Can the Forest Service change?

  Dear HCN,


It seems nearly every issue of High Country News has some article dealing with the decline and fall of the U.S. Forest Service. This strikes near and dear to my heart since I spent over 27 years with the agency.


The agency is not the same one I started working for in 1970. Until only a few short years ago, the Forest Service was considered a model government bureaucracy - and no, that is not an oxymoron. We wore the white hats and we had a noble mission. We cared and we were respected. Starting with the Reagan revolution, something significant changed. At least that's when I noticed it. The people of the West, still to my amazement and bewilderment, shifted to an extreme in electing people who belong more to the Robber Baron era of a century ago. Budgets were slashed, employees ridiculed, and our objectives challenged.


I think we have so discouraged, so demoralized people, that (just as in politics), too many of the people who should be leaders just quit in disgust. When the political leaders such as the Chenoweths, the Craigs, the Hansens, etc., ask the agency to do things counter to the Forest Service mission and laws, no one is able to stand up to them. The Jack Ward Thomases, the Tom Kovalickys, Paul Rieses, try but too often fall prey to those who don't have courage or convictions to say "NO, that is counter to our mission and the law."


Far too often in my career, I watched as the "get the cut" mentality overruled the wildlife, the recreation, the other parts of our mission. I cared for the land and I know many "ologists' who similarly tried to do their best. The Forest Service during my career was an agent of compromise and most of us could deal with this.
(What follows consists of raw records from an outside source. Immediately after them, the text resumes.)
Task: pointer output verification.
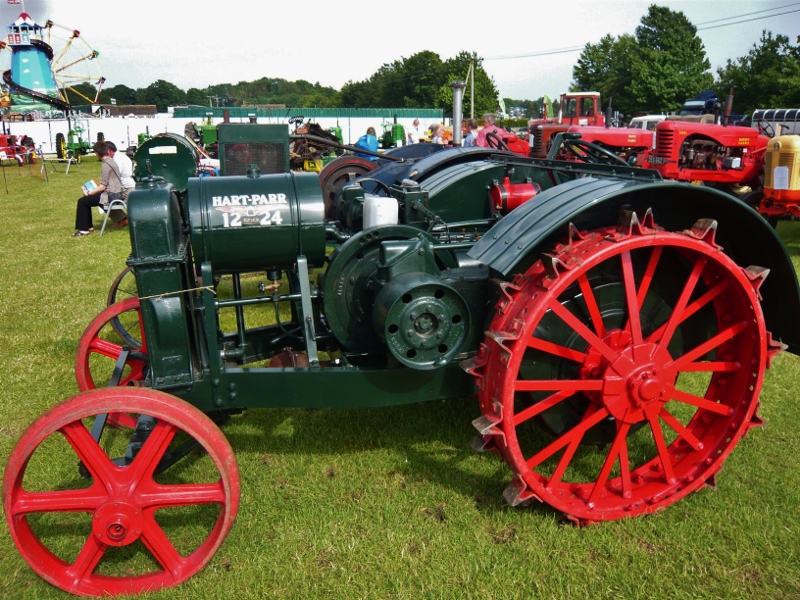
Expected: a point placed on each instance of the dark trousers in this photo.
(83, 212)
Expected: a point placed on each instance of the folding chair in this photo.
(114, 204)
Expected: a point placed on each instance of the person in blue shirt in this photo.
(368, 142)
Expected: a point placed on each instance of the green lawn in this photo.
(389, 502)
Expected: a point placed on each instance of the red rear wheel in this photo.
(619, 373)
(125, 529)
(100, 348)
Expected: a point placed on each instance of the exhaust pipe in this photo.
(728, 108)
(458, 101)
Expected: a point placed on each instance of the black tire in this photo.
(61, 146)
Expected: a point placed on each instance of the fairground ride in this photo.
(44, 67)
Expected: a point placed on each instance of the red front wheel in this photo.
(123, 529)
(621, 371)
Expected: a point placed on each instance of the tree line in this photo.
(654, 70)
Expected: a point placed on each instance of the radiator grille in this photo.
(664, 142)
(269, 156)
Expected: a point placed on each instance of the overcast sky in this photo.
(196, 44)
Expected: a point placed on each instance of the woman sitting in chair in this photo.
(110, 185)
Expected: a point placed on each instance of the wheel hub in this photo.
(636, 385)
(117, 523)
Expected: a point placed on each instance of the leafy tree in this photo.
(768, 76)
(357, 94)
(162, 94)
(605, 67)
(486, 93)
(670, 63)
(655, 70)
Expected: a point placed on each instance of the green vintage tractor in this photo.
(74, 144)
(615, 329)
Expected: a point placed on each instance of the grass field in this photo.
(389, 502)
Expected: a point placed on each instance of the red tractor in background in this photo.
(779, 197)
(579, 109)
(631, 144)
(727, 157)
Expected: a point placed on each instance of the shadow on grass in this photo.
(433, 437)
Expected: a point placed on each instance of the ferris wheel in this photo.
(50, 63)
(74, 62)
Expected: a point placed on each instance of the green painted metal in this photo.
(393, 310)
(166, 155)
(244, 144)
(257, 223)
(160, 261)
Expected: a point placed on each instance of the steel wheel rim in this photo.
(124, 286)
(119, 492)
(92, 344)
(614, 495)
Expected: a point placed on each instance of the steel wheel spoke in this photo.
(712, 366)
(591, 305)
(634, 322)
(87, 560)
(555, 349)
(161, 547)
(574, 433)
(691, 309)
(569, 453)
(616, 451)
(146, 461)
(106, 348)
(85, 500)
(648, 275)
(583, 331)
(625, 468)
(720, 409)
(89, 451)
(680, 306)
(546, 385)
(183, 495)
(661, 445)
(541, 406)
(601, 349)
(708, 346)
(679, 428)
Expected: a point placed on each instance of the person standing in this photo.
(488, 127)
(369, 142)
(412, 133)
(110, 183)
(472, 132)
(437, 134)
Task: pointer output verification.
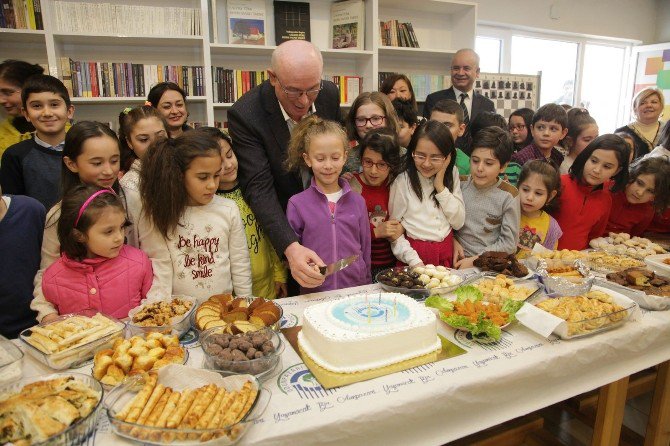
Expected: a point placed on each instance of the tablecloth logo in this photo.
(298, 380)
(289, 320)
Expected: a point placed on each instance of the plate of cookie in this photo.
(170, 316)
(184, 406)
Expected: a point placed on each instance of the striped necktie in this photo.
(466, 115)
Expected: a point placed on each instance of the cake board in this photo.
(329, 379)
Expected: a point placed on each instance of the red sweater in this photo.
(583, 213)
(626, 217)
(377, 202)
(661, 223)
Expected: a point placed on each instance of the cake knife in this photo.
(337, 266)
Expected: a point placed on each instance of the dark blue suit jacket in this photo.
(260, 141)
(480, 103)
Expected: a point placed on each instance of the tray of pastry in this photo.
(138, 354)
(237, 314)
(593, 312)
(649, 290)
(660, 263)
(71, 339)
(170, 316)
(201, 408)
(55, 410)
(624, 244)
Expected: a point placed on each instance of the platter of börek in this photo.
(184, 406)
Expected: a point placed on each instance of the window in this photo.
(488, 49)
(601, 83)
(557, 60)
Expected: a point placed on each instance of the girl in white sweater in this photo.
(426, 198)
(200, 233)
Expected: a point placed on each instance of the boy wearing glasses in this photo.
(549, 127)
(491, 204)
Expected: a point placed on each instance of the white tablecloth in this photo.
(440, 402)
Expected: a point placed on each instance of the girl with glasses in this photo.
(426, 198)
(381, 163)
(368, 111)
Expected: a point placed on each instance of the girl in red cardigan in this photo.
(586, 201)
(648, 190)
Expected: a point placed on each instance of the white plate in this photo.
(656, 264)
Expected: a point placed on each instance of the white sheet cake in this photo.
(366, 332)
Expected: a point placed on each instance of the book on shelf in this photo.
(246, 22)
(229, 85)
(71, 17)
(347, 24)
(291, 21)
(21, 14)
(115, 79)
(423, 84)
(349, 86)
(395, 33)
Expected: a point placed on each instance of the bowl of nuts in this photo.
(255, 353)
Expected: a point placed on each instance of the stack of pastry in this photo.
(136, 355)
(160, 313)
(206, 408)
(71, 332)
(237, 315)
(585, 313)
(43, 409)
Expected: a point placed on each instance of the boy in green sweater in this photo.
(268, 274)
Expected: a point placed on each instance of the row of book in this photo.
(350, 87)
(423, 84)
(395, 33)
(115, 79)
(21, 14)
(230, 85)
(127, 19)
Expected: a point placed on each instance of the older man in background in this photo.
(260, 124)
(464, 71)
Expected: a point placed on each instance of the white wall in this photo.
(628, 19)
(662, 21)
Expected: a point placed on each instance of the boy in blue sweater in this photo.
(21, 229)
(32, 167)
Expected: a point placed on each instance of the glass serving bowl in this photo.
(419, 293)
(75, 356)
(11, 361)
(80, 430)
(225, 435)
(261, 368)
(179, 326)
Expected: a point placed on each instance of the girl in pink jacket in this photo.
(96, 270)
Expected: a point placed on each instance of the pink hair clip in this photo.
(88, 202)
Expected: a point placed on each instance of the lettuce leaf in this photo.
(511, 307)
(468, 292)
(440, 303)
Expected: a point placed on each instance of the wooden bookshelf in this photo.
(441, 26)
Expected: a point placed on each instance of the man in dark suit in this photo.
(260, 124)
(464, 71)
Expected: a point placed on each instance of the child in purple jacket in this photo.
(96, 269)
(328, 217)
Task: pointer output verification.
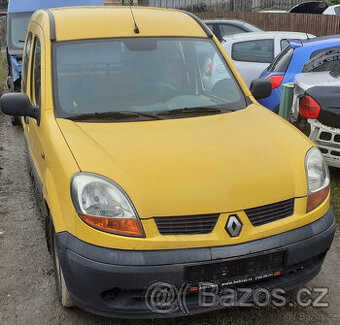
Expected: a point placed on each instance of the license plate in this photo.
(253, 268)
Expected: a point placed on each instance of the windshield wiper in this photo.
(193, 110)
(119, 115)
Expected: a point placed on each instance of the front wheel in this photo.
(61, 287)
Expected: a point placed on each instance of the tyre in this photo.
(61, 287)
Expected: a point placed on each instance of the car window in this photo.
(261, 51)
(18, 24)
(144, 75)
(282, 61)
(26, 60)
(284, 44)
(227, 29)
(211, 27)
(36, 74)
(323, 60)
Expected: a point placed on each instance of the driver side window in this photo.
(26, 61)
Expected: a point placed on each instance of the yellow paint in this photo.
(211, 164)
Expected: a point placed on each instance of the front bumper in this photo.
(111, 282)
(328, 140)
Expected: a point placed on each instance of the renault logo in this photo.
(233, 226)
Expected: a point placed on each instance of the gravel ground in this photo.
(27, 294)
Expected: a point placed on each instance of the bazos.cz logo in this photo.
(166, 298)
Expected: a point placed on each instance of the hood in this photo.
(188, 166)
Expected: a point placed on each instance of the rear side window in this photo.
(261, 51)
(282, 61)
(36, 74)
(284, 43)
(326, 60)
(26, 61)
(230, 30)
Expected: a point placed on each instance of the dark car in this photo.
(224, 27)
But when one day you wake up and have absolutely no allies, things get tough.


Now, the extractive industries, the environmental community, the politicians - all have only vituperative, venomous tirades against not only the agency, but also the people trying their best on the ground. This wears on you after a while. I got tired of being considered the evil one only trying to put ranchers, loggers, just about anyone who used the land, out of business.


When I retired last summer, I felt that the Forest Service as it existed for me for nearly three decades was doomed to fall. But I'm enough of a biologist to understand the concept of evolution. Things must change and they are changing. What I hate is to the good people berated just because their leaders aren't able to adapt.